Why this format is interesting

DOCX looks straightforward — "it's just XML in a ZIP" — but the format's reach across decades of Word releases shows up as accumulated indirection. A DOCX package is a directory of related XML parts (word/document.xml, word/styles.xml, word/numbering.xml, word/footnotes.xml, plus per-image media files), connected by an OPC relationships graph. Resolving anything user-visible (a heading, a numbered list item, a hyperlink) usually means walking from the body out through one or two indirections.

The XML itself is verbose. A single styled paragraph in Word becomes a <w:p> element with a <w:pPr> paragraph-properties block, each text run wrapped in <w:r> with its own <w:rPr> run-properties block.

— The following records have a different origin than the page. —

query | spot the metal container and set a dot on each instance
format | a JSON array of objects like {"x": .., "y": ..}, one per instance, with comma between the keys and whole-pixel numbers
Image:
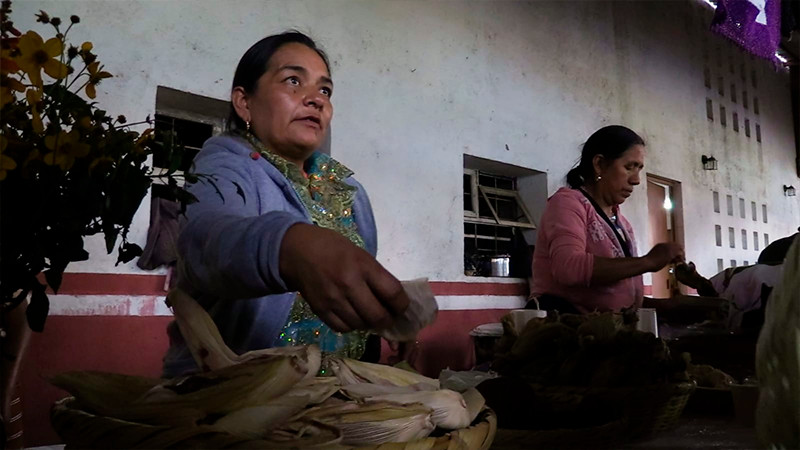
[{"x": 500, "y": 266}]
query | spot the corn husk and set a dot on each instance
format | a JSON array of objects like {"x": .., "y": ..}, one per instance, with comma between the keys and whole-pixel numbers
[
  {"x": 475, "y": 403},
  {"x": 256, "y": 422},
  {"x": 375, "y": 423},
  {"x": 362, "y": 391},
  {"x": 209, "y": 349},
  {"x": 449, "y": 410},
  {"x": 350, "y": 371},
  {"x": 421, "y": 312},
  {"x": 318, "y": 389},
  {"x": 103, "y": 392},
  {"x": 304, "y": 433},
  {"x": 189, "y": 399}
]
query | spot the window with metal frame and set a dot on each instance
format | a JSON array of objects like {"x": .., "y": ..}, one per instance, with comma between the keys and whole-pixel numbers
[
  {"x": 493, "y": 199},
  {"x": 494, "y": 214}
]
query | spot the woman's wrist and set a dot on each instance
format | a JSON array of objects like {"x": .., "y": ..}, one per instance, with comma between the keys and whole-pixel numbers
[{"x": 647, "y": 264}]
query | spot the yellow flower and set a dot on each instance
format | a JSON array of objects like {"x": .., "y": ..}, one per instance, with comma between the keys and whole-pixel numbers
[
  {"x": 35, "y": 55},
  {"x": 84, "y": 122},
  {"x": 34, "y": 97},
  {"x": 65, "y": 148},
  {"x": 95, "y": 77},
  {"x": 7, "y": 87},
  {"x": 6, "y": 163}
]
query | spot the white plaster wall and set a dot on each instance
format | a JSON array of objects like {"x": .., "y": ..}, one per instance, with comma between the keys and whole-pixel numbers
[{"x": 418, "y": 84}]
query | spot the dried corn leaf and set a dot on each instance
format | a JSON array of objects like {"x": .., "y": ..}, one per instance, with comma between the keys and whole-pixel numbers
[{"x": 350, "y": 371}]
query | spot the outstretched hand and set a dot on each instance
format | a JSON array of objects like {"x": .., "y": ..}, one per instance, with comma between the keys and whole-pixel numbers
[
  {"x": 663, "y": 254},
  {"x": 343, "y": 284}
]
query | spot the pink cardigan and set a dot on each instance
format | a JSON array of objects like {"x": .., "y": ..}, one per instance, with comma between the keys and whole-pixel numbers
[{"x": 569, "y": 235}]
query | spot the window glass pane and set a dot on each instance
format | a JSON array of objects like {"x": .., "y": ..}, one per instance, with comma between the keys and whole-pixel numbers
[
  {"x": 190, "y": 134},
  {"x": 467, "y": 192}
]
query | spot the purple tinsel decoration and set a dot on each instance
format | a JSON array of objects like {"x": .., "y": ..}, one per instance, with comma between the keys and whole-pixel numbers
[{"x": 754, "y": 25}]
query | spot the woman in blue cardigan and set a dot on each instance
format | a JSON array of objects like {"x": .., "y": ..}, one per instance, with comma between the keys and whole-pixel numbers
[{"x": 280, "y": 249}]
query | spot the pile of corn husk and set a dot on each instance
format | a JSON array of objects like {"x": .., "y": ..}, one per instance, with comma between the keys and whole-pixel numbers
[{"x": 270, "y": 398}]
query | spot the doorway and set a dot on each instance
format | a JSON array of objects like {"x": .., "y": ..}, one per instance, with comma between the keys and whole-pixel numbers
[{"x": 665, "y": 222}]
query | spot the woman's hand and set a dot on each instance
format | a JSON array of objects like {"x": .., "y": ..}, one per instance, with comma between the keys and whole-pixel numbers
[
  {"x": 344, "y": 285},
  {"x": 663, "y": 254}
]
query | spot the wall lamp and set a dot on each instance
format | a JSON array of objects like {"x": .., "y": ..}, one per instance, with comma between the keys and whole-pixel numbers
[{"x": 709, "y": 162}]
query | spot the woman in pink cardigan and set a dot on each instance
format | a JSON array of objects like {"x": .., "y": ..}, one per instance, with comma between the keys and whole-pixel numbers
[{"x": 585, "y": 257}]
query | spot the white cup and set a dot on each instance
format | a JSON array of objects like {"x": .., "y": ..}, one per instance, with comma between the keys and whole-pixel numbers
[
  {"x": 647, "y": 320},
  {"x": 521, "y": 317}
]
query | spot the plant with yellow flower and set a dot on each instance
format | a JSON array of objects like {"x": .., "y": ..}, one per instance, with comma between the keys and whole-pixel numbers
[{"x": 67, "y": 168}]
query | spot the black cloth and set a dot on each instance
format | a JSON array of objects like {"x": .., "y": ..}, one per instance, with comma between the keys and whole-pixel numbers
[
  {"x": 775, "y": 252},
  {"x": 549, "y": 302},
  {"x": 162, "y": 236}
]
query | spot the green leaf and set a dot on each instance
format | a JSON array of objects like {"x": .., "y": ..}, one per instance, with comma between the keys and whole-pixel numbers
[
  {"x": 37, "y": 310},
  {"x": 191, "y": 178}
]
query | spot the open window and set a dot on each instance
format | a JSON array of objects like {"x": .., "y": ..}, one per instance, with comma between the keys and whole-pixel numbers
[{"x": 500, "y": 205}]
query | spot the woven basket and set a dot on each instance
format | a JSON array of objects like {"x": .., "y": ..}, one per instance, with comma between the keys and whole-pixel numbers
[
  {"x": 80, "y": 429},
  {"x": 646, "y": 409}
]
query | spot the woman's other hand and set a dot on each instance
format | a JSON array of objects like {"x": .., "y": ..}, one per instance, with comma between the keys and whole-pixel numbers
[
  {"x": 344, "y": 285},
  {"x": 663, "y": 254}
]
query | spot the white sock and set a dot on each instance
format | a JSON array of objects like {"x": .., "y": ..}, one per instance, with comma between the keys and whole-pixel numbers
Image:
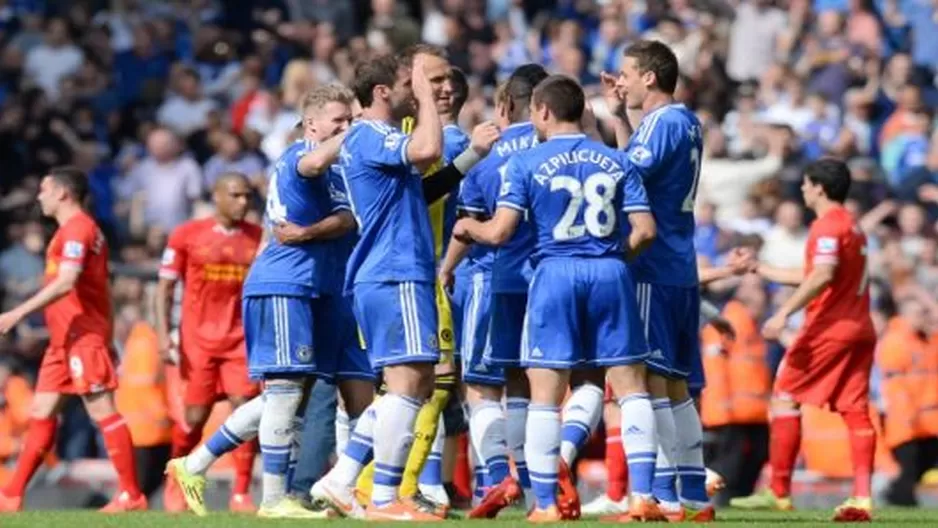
[
  {"x": 487, "y": 428},
  {"x": 692, "y": 475},
  {"x": 394, "y": 435},
  {"x": 342, "y": 430},
  {"x": 542, "y": 452},
  {"x": 516, "y": 413},
  {"x": 242, "y": 426},
  {"x": 276, "y": 433},
  {"x": 359, "y": 450},
  {"x": 665, "y": 466},
  {"x": 581, "y": 415},
  {"x": 639, "y": 439}
]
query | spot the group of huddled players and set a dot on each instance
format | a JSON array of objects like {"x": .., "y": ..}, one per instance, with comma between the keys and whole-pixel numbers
[{"x": 564, "y": 269}]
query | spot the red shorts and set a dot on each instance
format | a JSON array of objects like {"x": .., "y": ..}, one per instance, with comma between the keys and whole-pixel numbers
[
  {"x": 210, "y": 376},
  {"x": 827, "y": 373},
  {"x": 77, "y": 369}
]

Properties cascade: a paragraph's effective formatting is the merge of its assigned style, that style's "based-on" parent recursively, the document defaults, and any direct (<w:rPr>) overrides. The "Strict" OOXML namespace also differs from "Transitional" in URI strings the parser must accept.

What you get

  • Paragraphs with style information. Heading 1 through Heading 9 map to the unified Block::Heading with the matching level.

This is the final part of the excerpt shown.